McCormack, who lives in Mayo and teaches at University College Galway, said he was “thrilled to be longlisted and so happy for those who put their faith in such an experimental flight: my publishers, Tramp Press and Canongate, and my agent Marianne Gunn O Connor.”

Sarah Davis-Goff and and Lisa Coen, his publishers at Tramp Press, said McCormack deserved the recognition. “Working with Mike on this stunning piece of literature has been a once-in-a-lifetime experience, and watching him get the recognition he deserves as one of the world’s leading literary talents is incredibly gratifying.”
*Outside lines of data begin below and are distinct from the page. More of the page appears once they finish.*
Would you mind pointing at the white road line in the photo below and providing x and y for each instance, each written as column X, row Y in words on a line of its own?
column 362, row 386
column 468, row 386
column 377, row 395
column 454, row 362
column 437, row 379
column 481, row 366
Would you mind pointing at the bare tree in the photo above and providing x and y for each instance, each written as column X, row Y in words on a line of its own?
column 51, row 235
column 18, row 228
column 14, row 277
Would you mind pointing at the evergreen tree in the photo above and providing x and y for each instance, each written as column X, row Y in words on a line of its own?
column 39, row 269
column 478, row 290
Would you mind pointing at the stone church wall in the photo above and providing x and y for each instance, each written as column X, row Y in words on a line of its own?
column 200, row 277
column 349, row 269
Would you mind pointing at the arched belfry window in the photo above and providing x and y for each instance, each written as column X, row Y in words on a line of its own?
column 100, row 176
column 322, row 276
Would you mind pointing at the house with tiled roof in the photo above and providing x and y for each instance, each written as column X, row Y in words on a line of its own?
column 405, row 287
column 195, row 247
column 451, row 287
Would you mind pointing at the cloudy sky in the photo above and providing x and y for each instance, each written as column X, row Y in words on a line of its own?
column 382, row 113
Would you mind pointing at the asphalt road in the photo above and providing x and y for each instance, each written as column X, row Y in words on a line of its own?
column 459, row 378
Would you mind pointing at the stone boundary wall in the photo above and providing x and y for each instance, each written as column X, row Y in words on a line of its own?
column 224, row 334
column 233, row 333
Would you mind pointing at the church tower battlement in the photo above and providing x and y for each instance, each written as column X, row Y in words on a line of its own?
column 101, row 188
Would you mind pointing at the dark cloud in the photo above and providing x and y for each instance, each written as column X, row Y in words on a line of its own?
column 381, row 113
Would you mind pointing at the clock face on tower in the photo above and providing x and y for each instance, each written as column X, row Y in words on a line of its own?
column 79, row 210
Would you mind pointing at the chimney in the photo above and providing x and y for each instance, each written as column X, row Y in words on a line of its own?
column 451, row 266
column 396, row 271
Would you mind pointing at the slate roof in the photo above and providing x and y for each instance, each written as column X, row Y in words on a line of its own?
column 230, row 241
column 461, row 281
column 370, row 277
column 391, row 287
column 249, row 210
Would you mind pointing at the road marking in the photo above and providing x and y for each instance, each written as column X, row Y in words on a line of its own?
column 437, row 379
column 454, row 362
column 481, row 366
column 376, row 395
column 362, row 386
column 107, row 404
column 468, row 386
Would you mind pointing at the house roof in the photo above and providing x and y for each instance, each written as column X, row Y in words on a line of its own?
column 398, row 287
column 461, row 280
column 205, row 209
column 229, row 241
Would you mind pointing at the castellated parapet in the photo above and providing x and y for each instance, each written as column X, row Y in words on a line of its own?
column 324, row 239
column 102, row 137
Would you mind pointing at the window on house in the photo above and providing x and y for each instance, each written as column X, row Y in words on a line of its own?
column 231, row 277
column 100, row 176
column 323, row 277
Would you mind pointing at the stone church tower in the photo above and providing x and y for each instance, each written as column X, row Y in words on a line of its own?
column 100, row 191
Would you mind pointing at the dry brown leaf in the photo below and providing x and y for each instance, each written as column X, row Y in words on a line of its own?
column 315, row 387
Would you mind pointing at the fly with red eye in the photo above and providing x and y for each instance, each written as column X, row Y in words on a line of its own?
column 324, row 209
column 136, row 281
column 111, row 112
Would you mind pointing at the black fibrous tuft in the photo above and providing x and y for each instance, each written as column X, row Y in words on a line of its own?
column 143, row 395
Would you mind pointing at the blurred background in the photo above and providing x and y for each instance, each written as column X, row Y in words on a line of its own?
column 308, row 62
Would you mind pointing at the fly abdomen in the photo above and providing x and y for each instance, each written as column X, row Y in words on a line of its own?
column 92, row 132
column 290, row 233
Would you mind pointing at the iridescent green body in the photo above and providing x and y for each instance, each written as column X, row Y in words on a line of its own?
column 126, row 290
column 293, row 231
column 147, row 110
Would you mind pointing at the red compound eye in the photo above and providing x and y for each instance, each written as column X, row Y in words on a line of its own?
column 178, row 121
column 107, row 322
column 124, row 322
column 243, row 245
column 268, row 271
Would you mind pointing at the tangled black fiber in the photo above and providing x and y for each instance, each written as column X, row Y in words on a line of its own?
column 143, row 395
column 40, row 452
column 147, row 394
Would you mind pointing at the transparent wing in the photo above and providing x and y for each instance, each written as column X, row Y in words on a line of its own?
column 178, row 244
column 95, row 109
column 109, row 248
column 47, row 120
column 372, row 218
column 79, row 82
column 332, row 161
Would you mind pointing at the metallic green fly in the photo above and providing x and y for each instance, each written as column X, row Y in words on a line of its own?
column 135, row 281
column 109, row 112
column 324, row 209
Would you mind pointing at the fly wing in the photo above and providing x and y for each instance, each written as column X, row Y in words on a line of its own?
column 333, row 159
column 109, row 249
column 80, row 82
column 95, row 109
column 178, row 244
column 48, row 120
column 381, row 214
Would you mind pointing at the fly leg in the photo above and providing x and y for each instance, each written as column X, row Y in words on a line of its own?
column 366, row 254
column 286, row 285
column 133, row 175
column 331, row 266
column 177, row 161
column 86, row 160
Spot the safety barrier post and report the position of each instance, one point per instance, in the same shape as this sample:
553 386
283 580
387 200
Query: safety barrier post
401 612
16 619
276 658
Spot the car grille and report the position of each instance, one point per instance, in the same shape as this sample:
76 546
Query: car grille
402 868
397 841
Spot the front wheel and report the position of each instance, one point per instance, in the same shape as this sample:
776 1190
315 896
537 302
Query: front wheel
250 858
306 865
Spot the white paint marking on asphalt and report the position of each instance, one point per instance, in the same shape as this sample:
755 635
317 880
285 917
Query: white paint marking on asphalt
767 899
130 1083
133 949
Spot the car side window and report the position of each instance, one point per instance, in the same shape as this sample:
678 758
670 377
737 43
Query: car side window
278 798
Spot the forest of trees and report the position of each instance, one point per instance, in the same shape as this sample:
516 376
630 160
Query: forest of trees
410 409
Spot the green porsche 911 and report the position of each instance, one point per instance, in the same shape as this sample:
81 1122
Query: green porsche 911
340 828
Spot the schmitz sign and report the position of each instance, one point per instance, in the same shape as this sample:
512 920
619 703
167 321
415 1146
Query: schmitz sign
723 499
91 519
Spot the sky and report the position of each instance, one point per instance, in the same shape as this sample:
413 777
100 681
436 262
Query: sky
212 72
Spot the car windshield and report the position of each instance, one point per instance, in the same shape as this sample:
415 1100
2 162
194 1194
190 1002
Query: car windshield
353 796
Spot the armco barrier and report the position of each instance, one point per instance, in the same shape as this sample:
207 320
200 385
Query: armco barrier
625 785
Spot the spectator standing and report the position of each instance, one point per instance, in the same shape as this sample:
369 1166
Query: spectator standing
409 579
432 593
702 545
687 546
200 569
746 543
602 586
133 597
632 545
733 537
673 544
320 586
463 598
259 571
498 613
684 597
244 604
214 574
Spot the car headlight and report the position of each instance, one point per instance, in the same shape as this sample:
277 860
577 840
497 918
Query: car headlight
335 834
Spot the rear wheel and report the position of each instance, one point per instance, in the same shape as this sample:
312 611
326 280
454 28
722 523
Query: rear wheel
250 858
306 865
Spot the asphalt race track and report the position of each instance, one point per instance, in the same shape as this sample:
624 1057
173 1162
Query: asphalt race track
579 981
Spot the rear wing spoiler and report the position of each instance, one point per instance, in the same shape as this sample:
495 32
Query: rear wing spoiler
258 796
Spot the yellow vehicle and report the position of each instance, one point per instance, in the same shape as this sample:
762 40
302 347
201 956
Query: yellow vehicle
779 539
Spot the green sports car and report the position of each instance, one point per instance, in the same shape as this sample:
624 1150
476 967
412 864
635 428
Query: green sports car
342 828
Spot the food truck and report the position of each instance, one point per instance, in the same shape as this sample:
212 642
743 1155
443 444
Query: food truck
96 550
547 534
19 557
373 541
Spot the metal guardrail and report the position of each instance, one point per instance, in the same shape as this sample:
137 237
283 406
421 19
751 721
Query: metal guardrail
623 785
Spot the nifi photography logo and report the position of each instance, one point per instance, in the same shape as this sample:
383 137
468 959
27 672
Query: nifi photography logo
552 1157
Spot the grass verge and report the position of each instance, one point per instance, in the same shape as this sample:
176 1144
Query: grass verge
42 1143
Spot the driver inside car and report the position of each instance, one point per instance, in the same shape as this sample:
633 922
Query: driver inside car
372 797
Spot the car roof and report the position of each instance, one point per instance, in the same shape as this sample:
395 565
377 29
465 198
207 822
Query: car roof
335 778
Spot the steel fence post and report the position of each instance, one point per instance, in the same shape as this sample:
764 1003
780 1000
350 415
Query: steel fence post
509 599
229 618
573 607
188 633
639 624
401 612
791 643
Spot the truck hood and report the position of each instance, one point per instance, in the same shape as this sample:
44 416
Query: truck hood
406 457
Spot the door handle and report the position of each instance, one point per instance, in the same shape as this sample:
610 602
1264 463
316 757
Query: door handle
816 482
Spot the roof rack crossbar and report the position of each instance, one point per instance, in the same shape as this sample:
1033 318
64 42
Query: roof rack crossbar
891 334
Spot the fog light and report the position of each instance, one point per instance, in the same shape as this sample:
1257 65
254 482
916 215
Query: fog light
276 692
Meanwhile Sebastian Barry described being longlisted as “pure happiness”. “These are moments of purest happiness for a writer, professionally, but also, as Yeats might say, ‘in the deep heart’s core’,” he said.

Lola Young, chairwoman of the judges, said the longlisted books are “a tonic for our times”. “We found there was a spirit common to all these novels: though their subject matter might be turbulent, their power and range were life-affirming – a tonic for our times. Together their authors – both recognised and new – explore an array of literary forms and techniques, from those working in a traditional vein to those who aim to move the walls of fiction.”

The longlist was chosen from 144 submissions published in Britain between October 2016 and September 2017. The shortlist of six books will be announced on September 13th and the winner will be revealed on October 17th.

The previous Irish winners are Anne Enright, in 2007 for The Gathering, John Banville, for The Sea in 2005, and Roddy Doyle in 1993 for Paddy Clarke Ha Ha Ha.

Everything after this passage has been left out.